Ma i mercati più movimentati in proporzione sono stati quelli di Fiorentina, Como, Torino, Cagliari, Monza e Venezia, che hanno modificato in modo sostanziale i propri organici.
Sul fronte opposto, il Napoli ha scelto la continuità con due soli innesti veri, Favasuli e Badiashile, a fronte di sette uscite. L'Inter è intervenuta soprattutto per ringiovanire alcuni reparti, con Stones, Spence e Curtis Jones.
Il caso Fiorentina
Merita un paragrafo a parte perché è la squadra che ha fatto più movimenti in assoluto e che al momento della chiusura si trovava ultima in classifica con zero punti e nessun gol segnato.
In entrata Mastantuono, Atta, Beto, Pellegrino e Gnonto. In uscita Kean al Como, Gudmundsson alla Lazio, Piccoli al Bologna, Mandragora al Torino.
Fra sabato e martedì il club viola ha praticamente smontato e ricostruito l'attacco. Se sia stata la mossa giusta lo diranno le prossime settimane, ma il margine per sbagliare si è ridotto parecchio.
Cosa resta possibile
Il mercato italiano è chiuso per gli acquisti, ma non del tutto per le uscite. Le cessioni verso i campionati la cui finestra è ancora aperta possono essere perfezionate anche adesso, e su questo punto le indicazioni delle diverse fonti non coincidono del tutto sulle date: il riferimento resta il calendario di ciascuna federazione.
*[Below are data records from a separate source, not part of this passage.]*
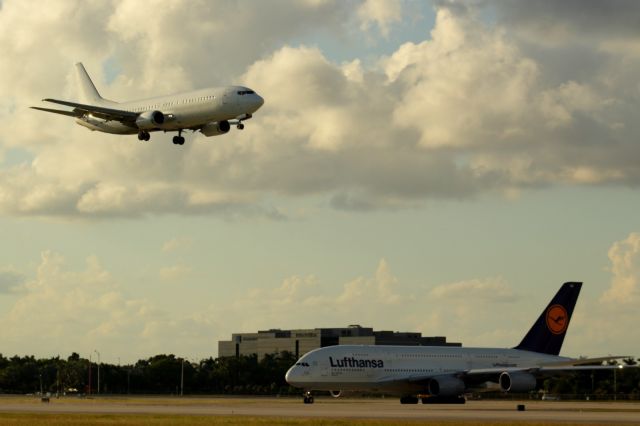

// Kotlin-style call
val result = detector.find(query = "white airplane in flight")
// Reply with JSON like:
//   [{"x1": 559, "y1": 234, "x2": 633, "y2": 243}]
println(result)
[
  {"x1": 285, "y1": 282, "x2": 627, "y2": 404},
  {"x1": 31, "y1": 63, "x2": 264, "y2": 145}
]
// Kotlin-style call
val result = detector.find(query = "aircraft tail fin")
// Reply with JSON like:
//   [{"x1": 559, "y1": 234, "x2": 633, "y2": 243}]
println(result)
[
  {"x1": 76, "y1": 62, "x2": 113, "y2": 105},
  {"x1": 514, "y1": 282, "x2": 582, "y2": 355}
]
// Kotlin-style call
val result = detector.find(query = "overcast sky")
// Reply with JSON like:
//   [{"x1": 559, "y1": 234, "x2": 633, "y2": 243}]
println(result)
[{"x1": 0, "y1": 0, "x2": 640, "y2": 362}]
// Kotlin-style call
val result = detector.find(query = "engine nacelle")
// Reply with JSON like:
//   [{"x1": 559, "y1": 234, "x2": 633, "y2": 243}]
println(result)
[
  {"x1": 498, "y1": 371, "x2": 536, "y2": 392},
  {"x1": 427, "y1": 376, "x2": 466, "y2": 396},
  {"x1": 136, "y1": 111, "x2": 164, "y2": 130},
  {"x1": 200, "y1": 120, "x2": 231, "y2": 136}
]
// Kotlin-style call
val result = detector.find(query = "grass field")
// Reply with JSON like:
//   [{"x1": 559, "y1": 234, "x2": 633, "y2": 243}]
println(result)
[{"x1": 0, "y1": 413, "x2": 615, "y2": 426}]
Resta inoltre sempre possibile tesserare calciatori svincolati, secondo le norme previste.
La finestra invernale aprirà sabato 2 gennaio 2027 e si chiuderà lunedì 1 febbraio alle 20.
Cosa dice il campo, per ora
Con due giornate giocate, qualche primo riscontro c'è già.
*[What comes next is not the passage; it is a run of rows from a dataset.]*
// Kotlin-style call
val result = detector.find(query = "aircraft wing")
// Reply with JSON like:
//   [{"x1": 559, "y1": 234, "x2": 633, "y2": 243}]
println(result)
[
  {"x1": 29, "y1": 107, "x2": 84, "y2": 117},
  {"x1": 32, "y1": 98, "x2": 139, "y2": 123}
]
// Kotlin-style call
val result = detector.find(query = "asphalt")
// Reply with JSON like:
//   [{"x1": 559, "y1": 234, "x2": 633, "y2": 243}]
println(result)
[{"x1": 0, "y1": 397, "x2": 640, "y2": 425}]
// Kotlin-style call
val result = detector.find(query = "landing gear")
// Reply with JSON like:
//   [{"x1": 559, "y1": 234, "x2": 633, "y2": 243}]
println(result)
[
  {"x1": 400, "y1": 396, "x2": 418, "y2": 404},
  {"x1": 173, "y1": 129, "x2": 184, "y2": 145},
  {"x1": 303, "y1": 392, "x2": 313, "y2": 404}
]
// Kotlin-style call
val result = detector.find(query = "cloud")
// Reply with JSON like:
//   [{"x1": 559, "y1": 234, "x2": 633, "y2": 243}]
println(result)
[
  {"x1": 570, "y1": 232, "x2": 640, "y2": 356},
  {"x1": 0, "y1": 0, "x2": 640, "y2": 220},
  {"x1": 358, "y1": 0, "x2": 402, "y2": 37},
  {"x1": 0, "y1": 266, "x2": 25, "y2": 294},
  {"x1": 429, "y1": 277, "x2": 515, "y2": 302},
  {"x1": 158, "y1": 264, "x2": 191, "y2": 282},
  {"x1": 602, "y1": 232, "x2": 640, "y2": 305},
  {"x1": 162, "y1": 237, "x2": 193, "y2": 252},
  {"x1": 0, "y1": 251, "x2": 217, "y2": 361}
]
La Roma è capolista con otto gol fatti e nessuno subito, e ha comprato molto. Il Como ha vinto al Maradona, e ha comprato molto. La Fiorentina è ultima, e ha comprato più di tutti.
Il campionato riprende venerdì 4 settembre dopo la sosta, e la terza giornata mette subito in fila Roma-Atalanta, Inter-Napoli e Juventus-Milan.